After the examination at the Brigham, I was admitted and we were off to attempt a natural delivery after a previous c-section. Things were going all well and good until the epidural, which then slowed things down to a halt. After giving it our best, we had to go with a c-section and Isabelle Faith made her arrival at 7:36 am.
She squawked angrily at being pried loose from her comfort zone, but to me it was pure joy to hear her fight for the first time. Like my other two girls, she has a full head of hair and a beautiful complexion. She was…pink. Pink! My heart baby was a beautiful shade of pink. I know that these babies start out looking like a normal baby, but after months of anticipating her illness, it was indescribable what I felt holding this beautiful, robust baby girl who was voicing her displeasure for relocating.

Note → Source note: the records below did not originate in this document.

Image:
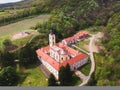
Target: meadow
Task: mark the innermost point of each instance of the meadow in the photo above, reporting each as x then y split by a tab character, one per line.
9	30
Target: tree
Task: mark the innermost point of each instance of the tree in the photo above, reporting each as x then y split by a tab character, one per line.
52	80
65	75
8	77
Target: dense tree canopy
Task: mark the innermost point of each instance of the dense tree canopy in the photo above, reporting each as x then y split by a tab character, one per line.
8	77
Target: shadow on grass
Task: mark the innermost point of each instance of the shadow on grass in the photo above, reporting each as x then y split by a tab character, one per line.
75	81
22	77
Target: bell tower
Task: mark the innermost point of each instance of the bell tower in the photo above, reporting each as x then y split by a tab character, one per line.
52	39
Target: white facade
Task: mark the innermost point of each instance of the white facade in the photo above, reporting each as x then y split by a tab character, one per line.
52	40
49	67
72	67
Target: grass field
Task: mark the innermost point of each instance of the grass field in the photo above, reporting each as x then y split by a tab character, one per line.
35	76
85	69
11	29
22	25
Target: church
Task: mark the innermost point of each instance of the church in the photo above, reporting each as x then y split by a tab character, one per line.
60	54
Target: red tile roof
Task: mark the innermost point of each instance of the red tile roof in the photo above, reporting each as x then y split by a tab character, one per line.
56	64
46	49
69	39
74	60
48	59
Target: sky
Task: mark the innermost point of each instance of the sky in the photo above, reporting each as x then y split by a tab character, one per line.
8	1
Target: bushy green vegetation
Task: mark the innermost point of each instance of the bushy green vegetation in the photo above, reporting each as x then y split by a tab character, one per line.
32	76
8	77
70	16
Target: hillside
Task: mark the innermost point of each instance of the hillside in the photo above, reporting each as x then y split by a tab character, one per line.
71	16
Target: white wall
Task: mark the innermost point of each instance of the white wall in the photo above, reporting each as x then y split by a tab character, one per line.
50	68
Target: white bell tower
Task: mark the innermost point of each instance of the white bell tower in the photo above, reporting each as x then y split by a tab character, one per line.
52	39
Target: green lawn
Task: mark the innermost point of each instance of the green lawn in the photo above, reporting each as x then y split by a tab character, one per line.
85	69
8	30
22	25
82	44
35	76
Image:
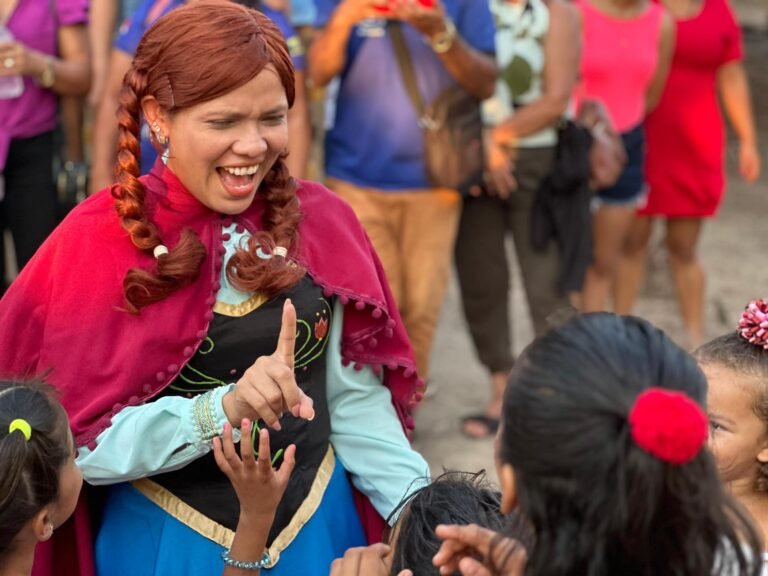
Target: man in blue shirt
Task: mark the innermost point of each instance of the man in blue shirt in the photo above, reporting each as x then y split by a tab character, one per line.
374	151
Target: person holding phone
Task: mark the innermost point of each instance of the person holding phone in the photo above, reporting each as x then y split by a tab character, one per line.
374	148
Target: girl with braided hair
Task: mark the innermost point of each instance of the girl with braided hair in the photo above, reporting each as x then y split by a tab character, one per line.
602	451
736	366
212	290
39	481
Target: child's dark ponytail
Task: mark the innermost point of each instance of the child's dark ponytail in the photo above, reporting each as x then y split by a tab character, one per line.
34	447
602	497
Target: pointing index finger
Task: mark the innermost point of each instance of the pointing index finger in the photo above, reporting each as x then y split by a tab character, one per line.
286	342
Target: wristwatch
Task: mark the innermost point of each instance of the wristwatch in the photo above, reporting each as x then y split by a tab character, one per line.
47	77
443	41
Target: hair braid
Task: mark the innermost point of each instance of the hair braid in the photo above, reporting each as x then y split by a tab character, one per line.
182	264
246	269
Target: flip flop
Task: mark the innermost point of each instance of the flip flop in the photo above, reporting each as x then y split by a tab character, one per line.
490	423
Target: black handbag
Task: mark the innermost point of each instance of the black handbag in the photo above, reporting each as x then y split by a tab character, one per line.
453	130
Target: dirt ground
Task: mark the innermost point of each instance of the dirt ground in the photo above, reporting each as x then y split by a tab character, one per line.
734	251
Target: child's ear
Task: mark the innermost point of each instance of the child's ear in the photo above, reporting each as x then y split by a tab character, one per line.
508	488
762	456
42	525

I have thought about what to write in this post for two days. I thought that maybe I would write something about our first hurdle with the unpredictability of life with a CHD. Perhaps a nice paragraph about the joys of getting to know a breast pump while waiting for your milk to come in. Maybe some notes about how my immediately family can’t seem to maneuver a wheelchair without hitting an obstacle of some kind. How great it was to see family come to share our new little girl with us.
One thing that happened today that I wanted to write about is how people who walk in similar shoes to yours are happy to come out of the woodwork to let you know that it will be ok. A fellow heart mom with whom I have had conversations with online, came in to see me today with her dad and her 2 year son with HLHS. She wanted to bring me hope along with some adorable clothes and support from her dad who also has walked a similar path to mine. I have never met these people but they went out of their way to give me hope today which I didn’t realize I desperately needed.
Today as I walked the floor of the Women’s center, I realized that unlike the other new moms, my baby wasn’t with me. I felt singled out, different and ashamed. To me, it was a glaring reminder that we are DIFFERENT. I wanted to hide and run over to where Isabelle is but my body was giving out on me and I had to just stay still. I had numerous people tell me today that I need to take care of myself and recover, otherwise I will be in worse shape when she does have her surgery. So frustrating but tonight I didn’t have a choice. Chris sent me some gorgeous pics of the baby, which made me feel a little better.
I know that this is the least of our problems, but it’s hard to be different when you really just want to be like everyone else. I hope I feel better about things tomorrow.
Isabelle’s first surgery is scheduled for Monday, Aug 6 at 7:30 am. The surgery can take up to 8 hours, and we have the weekend to snuggle with her. My plan is to hold her as much as possible, to breathe her in and tell her how much she is loved as I can.
Different as this situation may be, I can still be her mom the best way I can be at this moment.